Europe and the United States will lock horns at the Ryder Cup next year but the tournament could be a pale shadow of its former self after multiple defections to the rebel LIV series.
The event in Italy starting on September 29, 2023, will be billed as Europe's chance to exact revenge for a humbling defeat last year at Whistling Straits but who will be in the field is anybody's guess.
Henrik Stenson was this week stripped of his role as Europe's team captain while fellow European stars Lee Westwood, Ian Poulter, Sergio Garcia and Graeme McDowell all risk being omitted from future Ryder Cups.
As things stand Americans Phil Mickelson, Dustin Johnson, Bryson DeChambeau, Patrick Reed and Brooks Koepka will not be in the frame for selection for the US team at the event at the Marco Simone Golf and Country Club in Rome.
The US PGA Tour swiftly suspended its defectors last month, effectively ruling them out of competing in the biennial team competition because they will not be able to earn the points to qualify.

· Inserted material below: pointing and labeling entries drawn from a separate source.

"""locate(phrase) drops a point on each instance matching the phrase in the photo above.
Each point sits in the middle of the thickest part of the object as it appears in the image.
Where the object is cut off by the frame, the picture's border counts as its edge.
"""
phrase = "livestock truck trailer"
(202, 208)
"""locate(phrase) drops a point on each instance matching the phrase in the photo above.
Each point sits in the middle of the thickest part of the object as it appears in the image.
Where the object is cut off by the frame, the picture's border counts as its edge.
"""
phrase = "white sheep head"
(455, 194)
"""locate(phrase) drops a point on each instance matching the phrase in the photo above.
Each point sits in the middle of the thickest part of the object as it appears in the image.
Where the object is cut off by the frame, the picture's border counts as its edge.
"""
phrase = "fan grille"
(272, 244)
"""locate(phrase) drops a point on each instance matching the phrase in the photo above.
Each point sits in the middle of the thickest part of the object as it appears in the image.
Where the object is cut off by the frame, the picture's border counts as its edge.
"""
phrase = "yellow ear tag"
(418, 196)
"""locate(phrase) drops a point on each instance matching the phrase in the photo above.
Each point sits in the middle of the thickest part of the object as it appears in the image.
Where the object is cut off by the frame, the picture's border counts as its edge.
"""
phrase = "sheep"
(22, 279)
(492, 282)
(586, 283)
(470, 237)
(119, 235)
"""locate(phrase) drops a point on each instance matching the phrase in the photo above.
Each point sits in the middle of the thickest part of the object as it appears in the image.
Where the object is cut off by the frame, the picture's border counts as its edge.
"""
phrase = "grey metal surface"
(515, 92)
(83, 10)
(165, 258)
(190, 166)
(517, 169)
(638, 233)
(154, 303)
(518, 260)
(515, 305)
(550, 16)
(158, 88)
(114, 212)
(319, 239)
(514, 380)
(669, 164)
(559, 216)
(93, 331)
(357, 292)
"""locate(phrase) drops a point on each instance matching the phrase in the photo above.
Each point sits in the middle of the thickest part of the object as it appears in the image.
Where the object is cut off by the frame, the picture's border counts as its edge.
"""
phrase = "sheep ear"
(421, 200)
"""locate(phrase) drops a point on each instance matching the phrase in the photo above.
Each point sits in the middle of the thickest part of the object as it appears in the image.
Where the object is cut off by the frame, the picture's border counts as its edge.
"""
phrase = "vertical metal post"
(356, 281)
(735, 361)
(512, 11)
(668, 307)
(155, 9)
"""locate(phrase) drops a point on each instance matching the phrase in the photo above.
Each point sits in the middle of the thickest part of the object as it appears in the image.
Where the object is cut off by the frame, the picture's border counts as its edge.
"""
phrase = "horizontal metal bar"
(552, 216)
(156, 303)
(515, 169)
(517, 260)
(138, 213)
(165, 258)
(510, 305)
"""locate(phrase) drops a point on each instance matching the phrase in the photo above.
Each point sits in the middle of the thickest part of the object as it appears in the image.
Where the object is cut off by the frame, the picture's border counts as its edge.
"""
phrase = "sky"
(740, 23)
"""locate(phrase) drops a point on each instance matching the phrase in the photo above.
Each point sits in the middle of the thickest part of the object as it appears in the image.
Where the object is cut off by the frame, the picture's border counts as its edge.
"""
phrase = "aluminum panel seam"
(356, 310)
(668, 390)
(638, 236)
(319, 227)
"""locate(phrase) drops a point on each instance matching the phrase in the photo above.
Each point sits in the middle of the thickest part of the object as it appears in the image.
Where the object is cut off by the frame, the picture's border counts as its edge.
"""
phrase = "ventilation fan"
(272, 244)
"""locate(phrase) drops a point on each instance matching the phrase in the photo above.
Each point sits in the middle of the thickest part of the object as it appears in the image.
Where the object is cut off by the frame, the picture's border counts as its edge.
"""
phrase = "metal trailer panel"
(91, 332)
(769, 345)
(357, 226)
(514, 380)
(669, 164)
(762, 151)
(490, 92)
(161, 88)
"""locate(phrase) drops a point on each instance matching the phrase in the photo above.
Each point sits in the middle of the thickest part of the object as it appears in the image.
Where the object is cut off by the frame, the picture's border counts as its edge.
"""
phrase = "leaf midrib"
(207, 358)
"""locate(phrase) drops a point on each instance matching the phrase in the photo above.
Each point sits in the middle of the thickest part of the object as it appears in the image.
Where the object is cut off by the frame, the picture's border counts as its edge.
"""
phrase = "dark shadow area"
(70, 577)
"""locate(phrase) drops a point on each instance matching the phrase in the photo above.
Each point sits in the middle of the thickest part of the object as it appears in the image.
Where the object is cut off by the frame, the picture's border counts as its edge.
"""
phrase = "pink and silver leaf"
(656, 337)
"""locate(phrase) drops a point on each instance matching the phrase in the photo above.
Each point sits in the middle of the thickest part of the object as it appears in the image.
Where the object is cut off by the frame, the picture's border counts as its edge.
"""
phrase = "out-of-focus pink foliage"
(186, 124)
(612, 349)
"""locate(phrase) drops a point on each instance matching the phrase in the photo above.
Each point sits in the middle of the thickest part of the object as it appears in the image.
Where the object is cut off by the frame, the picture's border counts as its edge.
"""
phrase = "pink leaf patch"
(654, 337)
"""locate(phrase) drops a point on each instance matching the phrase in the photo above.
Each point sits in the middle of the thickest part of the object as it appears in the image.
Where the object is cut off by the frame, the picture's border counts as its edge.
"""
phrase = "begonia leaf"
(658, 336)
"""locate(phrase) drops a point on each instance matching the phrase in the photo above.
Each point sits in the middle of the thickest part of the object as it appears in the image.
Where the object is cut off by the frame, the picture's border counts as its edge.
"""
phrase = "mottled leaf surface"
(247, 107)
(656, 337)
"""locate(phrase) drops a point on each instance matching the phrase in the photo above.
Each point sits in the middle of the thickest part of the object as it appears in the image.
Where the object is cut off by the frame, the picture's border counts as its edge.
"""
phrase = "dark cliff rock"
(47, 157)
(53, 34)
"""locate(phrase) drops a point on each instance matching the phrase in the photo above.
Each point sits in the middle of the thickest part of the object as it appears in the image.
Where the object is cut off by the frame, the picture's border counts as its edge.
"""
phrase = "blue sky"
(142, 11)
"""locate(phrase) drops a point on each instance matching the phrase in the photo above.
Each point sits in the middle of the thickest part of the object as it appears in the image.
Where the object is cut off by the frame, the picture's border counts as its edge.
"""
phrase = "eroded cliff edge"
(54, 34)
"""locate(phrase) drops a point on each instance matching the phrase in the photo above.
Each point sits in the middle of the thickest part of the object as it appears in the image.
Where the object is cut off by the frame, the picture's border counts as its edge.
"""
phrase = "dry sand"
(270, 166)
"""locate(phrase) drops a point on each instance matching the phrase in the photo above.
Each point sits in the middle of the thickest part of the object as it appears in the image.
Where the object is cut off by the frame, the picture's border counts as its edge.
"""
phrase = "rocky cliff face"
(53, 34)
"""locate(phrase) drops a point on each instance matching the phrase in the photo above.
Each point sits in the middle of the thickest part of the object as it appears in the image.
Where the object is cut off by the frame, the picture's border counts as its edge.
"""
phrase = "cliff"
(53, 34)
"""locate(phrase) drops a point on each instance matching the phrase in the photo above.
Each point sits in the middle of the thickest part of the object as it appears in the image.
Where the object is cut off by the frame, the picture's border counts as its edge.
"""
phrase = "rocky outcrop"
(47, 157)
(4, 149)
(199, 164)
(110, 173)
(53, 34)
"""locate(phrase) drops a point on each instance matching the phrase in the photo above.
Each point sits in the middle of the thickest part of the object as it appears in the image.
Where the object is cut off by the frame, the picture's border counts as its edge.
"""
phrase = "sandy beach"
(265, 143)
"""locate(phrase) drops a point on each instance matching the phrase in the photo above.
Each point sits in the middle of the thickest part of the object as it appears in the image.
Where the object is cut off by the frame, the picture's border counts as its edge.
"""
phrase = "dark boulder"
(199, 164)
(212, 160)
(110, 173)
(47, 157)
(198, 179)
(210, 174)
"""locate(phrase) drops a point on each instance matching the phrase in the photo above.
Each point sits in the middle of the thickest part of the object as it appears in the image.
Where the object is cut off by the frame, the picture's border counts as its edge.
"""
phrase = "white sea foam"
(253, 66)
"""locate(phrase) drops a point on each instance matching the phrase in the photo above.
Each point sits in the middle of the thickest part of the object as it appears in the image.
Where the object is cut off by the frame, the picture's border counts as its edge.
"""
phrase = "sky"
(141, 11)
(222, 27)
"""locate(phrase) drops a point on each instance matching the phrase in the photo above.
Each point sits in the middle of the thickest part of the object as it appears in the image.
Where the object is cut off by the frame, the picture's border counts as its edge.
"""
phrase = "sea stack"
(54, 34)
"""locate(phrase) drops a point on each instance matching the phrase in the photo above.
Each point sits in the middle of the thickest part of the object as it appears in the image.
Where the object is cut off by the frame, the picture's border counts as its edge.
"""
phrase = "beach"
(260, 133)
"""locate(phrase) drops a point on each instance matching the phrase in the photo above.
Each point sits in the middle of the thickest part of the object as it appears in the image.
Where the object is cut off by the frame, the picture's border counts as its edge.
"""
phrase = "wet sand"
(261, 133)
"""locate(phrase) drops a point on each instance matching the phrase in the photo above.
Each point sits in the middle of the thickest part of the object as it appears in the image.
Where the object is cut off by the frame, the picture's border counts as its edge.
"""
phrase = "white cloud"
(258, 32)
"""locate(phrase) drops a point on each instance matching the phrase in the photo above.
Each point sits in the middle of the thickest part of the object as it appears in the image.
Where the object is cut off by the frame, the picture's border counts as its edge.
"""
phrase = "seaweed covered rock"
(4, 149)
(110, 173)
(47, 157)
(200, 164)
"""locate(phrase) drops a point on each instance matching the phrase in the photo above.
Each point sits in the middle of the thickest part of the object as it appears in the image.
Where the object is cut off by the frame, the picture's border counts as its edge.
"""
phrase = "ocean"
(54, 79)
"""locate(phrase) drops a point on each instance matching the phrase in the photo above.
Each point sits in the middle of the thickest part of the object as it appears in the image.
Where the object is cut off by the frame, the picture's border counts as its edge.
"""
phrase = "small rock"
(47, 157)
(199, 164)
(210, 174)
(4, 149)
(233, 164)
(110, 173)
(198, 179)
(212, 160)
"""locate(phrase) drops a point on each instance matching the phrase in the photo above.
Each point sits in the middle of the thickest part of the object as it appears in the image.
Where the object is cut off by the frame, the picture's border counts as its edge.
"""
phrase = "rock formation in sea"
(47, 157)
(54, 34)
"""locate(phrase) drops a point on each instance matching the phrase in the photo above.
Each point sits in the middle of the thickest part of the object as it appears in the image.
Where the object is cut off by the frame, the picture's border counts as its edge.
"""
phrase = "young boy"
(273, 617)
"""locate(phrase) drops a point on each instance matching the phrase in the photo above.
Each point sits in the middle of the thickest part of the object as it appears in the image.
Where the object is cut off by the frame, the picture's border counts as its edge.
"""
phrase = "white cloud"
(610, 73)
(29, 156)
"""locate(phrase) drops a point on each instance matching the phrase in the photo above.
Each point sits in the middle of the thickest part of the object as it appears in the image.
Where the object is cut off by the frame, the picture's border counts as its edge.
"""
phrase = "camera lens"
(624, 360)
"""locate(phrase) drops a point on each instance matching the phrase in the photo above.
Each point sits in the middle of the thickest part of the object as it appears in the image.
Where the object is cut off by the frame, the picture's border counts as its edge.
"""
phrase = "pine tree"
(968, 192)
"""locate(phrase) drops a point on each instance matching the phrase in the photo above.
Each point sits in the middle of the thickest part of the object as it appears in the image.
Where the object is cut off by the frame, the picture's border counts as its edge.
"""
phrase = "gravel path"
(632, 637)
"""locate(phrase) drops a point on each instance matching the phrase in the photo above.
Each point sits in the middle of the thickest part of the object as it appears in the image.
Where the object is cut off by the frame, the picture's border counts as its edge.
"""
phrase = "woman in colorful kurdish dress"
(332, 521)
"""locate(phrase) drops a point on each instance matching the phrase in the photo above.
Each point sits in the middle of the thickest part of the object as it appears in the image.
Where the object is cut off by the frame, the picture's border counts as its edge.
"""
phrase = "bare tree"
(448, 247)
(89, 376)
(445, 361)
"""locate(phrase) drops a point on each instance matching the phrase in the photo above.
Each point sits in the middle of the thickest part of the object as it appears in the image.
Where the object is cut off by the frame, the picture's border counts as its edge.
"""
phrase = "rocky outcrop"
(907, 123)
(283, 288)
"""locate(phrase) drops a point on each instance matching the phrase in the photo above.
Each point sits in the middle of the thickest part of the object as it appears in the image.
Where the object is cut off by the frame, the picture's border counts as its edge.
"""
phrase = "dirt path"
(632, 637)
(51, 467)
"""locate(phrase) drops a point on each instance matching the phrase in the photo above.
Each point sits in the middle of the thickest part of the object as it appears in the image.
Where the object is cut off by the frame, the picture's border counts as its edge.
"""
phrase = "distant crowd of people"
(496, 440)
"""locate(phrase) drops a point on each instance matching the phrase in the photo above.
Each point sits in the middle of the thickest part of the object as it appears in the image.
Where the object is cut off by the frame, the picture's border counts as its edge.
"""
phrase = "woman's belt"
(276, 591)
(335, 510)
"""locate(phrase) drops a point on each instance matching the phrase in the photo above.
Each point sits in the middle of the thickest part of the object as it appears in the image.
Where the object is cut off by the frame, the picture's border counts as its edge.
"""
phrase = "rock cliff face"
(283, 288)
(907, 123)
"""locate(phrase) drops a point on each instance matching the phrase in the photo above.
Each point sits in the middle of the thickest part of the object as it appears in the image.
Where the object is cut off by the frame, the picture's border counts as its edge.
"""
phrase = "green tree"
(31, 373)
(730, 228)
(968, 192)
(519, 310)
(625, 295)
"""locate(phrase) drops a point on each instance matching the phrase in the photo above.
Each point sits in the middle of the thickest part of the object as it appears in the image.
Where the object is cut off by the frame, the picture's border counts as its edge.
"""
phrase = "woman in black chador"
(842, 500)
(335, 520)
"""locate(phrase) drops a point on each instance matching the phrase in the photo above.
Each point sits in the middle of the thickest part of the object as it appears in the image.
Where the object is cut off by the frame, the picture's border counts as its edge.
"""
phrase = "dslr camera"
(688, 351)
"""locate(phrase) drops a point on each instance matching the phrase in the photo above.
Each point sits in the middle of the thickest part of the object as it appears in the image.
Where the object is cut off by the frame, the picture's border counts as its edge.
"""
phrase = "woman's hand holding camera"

The DP World Tour, formerly the European Tour, imposed heavy fines on its members who played in the inaugural LIV event in London and banned them from three events.
But the punishments have not stemmed the tide of players signing up to the Saudi-funded LIV series and it is difficult to predict how things will unfold as golf's civil war deepens.
Wednesday's announcement that Stenson was jumping ship, and would play in the third event of the LIV series in Bedminster, New Jersey, next week was a bitter blow for golf's establishment.
The 46-year-old Swede, appointed captain in March, said he accepted the decision even though he disagreed with it.
"I sincerely hope a resolution between the tours and its members can be reached soon and that the Ryder Cup can act as a mechanism for repair amongst various golfing bodies and their members," he said.
Westwood and Garcia have said they see no reason why competing in LIV tournaments should rule them out of future trans-Atlantic matches and with 14 months to go there is time for a compromise to be reached.
But US Ryder Cup captain Zach Johnson has given a clear steer that players must qualify for the team through the PGA Tour.
- Ryder Cup prestige -
The Ryder Cup is golf's pre-eminent team event in an overwhelmingly individual sport, bringing together 12-member teams from the United States and Europe every two years for the three-day event.
Colin Montgomerie, speaking before Stenson was stripped of his role, told Sky Sports that being captain of the Ryder Cup team was the "greatest honour that can be bestowed on any European Tour player".
Padraig Harrington, whom Stenson replaced as skipper, said he wished his former European team-mate had waited until after the 2023 tournament to move to LIV.
Despite his disappointment, Harrington sounded upbeat, telling Sky: "He has given us plenty of time. Fifteen months is loads of time for us to get somebody in place, to get a feel for what they're doing and it won't interfere at all."
But former European captain Tony Jacklin, who twice led the team to victory, has warned that the Ryder Cup could be badly damaged.
"The way things stand right now, next year's Ryder Cup is just going to be a nonsense," the two-time major winner wrote in the Telegraph.
"The whole sorry saga is a real mess and the only way it's going to be settled is through the courts," he added.
Former world number one Jon Rahm expressed his anger over the situation at last week's British Open after his fellow Spaniard Garcia confirmed his intentions to quit the DP World Tour, a move that would end his chances of playing in the Ryder Cup.
"The Ryder Cup is the reason why my family and I began to play this sport and the reason why many others play golf," said Rahm. "For what is happening to mean that the best player Europe has had (Garcia) can't play is something I find hard to understand and process.
"The event which gives golf most publicity all over the world is the Ryder Cup and that for this nonsense players like him can't play it, that angers me even more."